Moro não corrobora acusação de Lula ter 'o comando' do petrolão

JM/TFV/CE2017
LISBOA, PORTUGAL, 30.05.2017, O Juiz Sergio Moro nas Conferências do Estoril. Crédito JM TFV CE2017 ***DIREITOS RESERVADOS. NÃO PUBLICAR SEM AUTORIZAÇÃO DO DETENTOR DOS DIREITOS AUTORAIS E DE IMAGEM***
O juiz federal Sergio Moro

Na sentença pela qual condenou o ex-presidente Luiz Inácio Lula da Silva, 71, a nove anos e meio de reclusão por corrupção e lavagem de dinheiro, o juiz federal Sérgio Moro não corroborou uma das principais teses levantadas pela força tarefa do MPF (Ministério Público Federal) na Operação Lava Jato: a de que o ex-presidente tinha "o comando" do esquema criminoso montado na Petrobras.

Após escrever que diversos delatores e testemunhas negaram ter discutido o esquema com Lula, Moro escreveu na sentença: "Não é necessário no momento decidir se o ex-presidente Luiz Inácio Lula da Silva foi ou não o artífice principal do esquema criminoso que vitimou a Petrobras. É compreensível, por evidente, que o MPF assim tenha afirmado na denúncia, já que é um argumento destinado ao convencimento do juízo".

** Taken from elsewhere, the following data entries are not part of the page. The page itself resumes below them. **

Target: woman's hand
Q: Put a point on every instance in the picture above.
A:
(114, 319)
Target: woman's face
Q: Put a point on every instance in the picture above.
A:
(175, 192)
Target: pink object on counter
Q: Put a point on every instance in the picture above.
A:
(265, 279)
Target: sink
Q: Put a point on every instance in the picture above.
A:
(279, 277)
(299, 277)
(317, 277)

A ausência de uma definição sobre o verdadeiro papel de Lula no esquema não retira a força da condenação decidida por Moro. Mas para uma narrativa tanto histórica, pelos militantes do PT, quanto jurídica, pela defesa do petista, deve ser levada em conta por expor eventuais arroubos retóricos dos procuradores da República.

Para Moro, na ação penal que julgou bastaria "verificar se existe prova" da participação de Lula "nos crimes de corrupção e lavagem narrados na denúncia, relativos ao três contratos da Petrobras com o Consórcio Conpar e com o Consórcio Conest/RNEST e se foi ele [Lula] beneficiado materialmente com parcela da vantagem indevida".

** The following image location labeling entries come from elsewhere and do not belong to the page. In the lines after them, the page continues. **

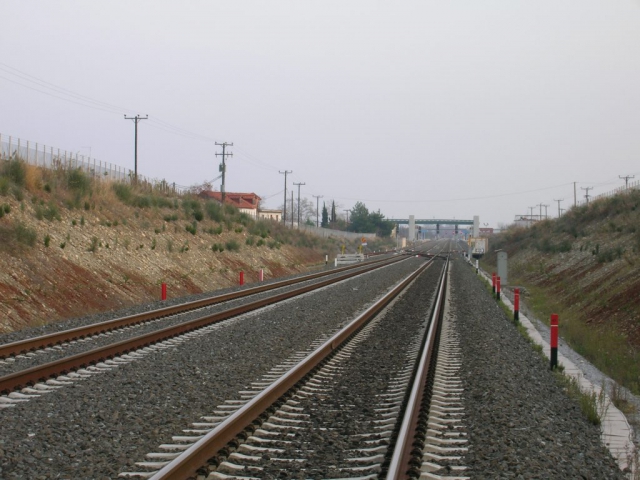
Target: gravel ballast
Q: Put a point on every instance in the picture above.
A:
(100, 426)
(520, 422)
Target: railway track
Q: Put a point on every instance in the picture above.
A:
(31, 345)
(375, 406)
(304, 416)
(47, 371)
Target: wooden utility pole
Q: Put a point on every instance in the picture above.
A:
(136, 120)
(317, 197)
(284, 205)
(298, 185)
(223, 166)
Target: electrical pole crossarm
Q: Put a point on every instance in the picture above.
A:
(136, 120)
(223, 166)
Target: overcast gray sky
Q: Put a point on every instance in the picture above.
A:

Moro afirmou que o petista teve um "papel relevante no esquema criminoso", pois "cabia a ele indicar os nomes dos diretores ao Conselho de Administração da Petrobras e a palavra do governo federal era atendida".

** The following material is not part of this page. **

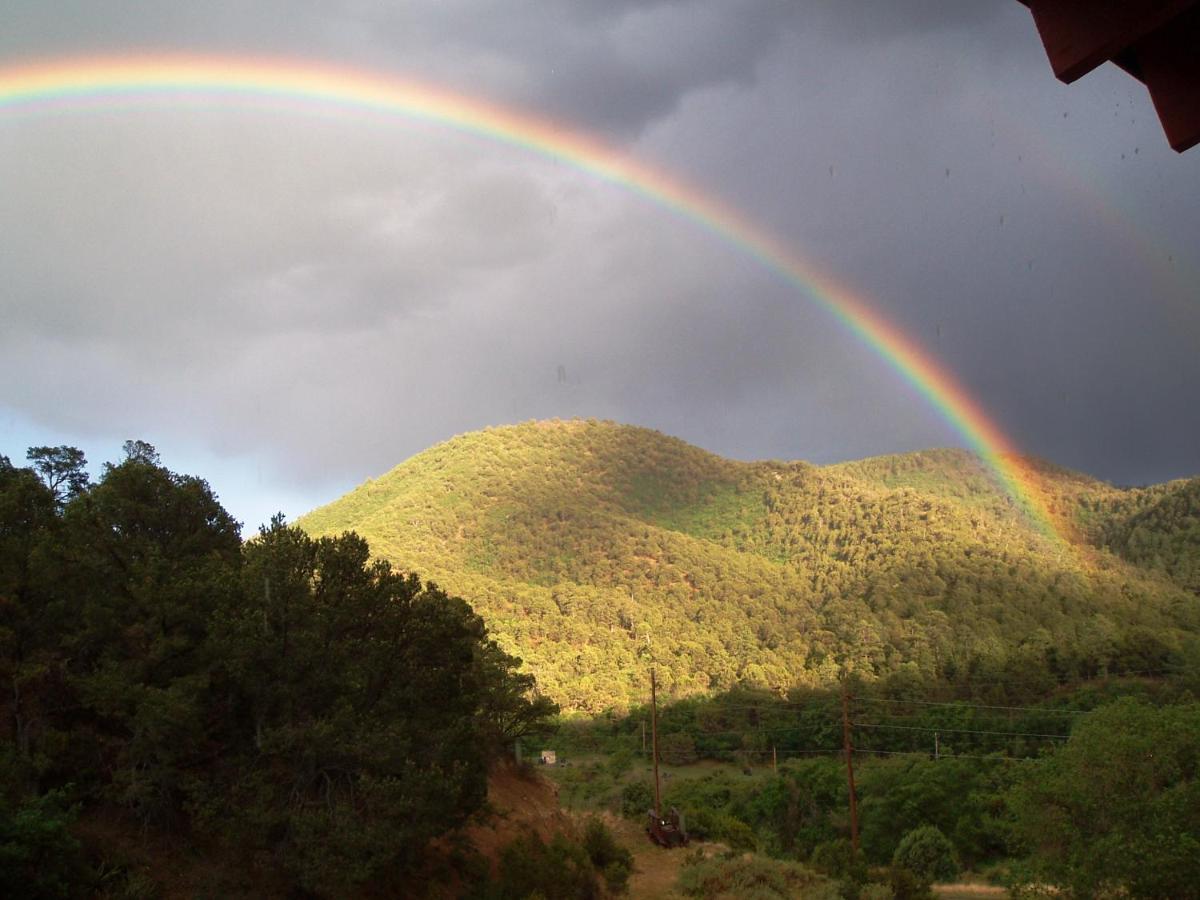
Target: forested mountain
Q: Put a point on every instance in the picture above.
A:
(587, 546)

O magistrado disse achar "um pouco estranho" que Lula não soubesse do que se passava na Petrobras. Escreveu que "é certo, provavelmente", que o ex-presidente "não tinha conhecimento de detalhes e nem se envolvia diretamente nos acertos e arrecadação de valores, pois tinha subordinados para tanto", porém "tendo sido beneficiado materialmente de parte de propina decorrente de acerto de corrupção em contratos da Petrobras, ainda que através de uma conta geral de propinas, não tem como negar conhecimento do esquema criminoso".

Para Moro, ficou demonstrado que Lula foi beneficiado com o apartamento tríplex no Guarujá "materialmente por débitos da conta geral de propinas" mantida pela construtora OAS a partir de dinheiro desviado da Petrobras.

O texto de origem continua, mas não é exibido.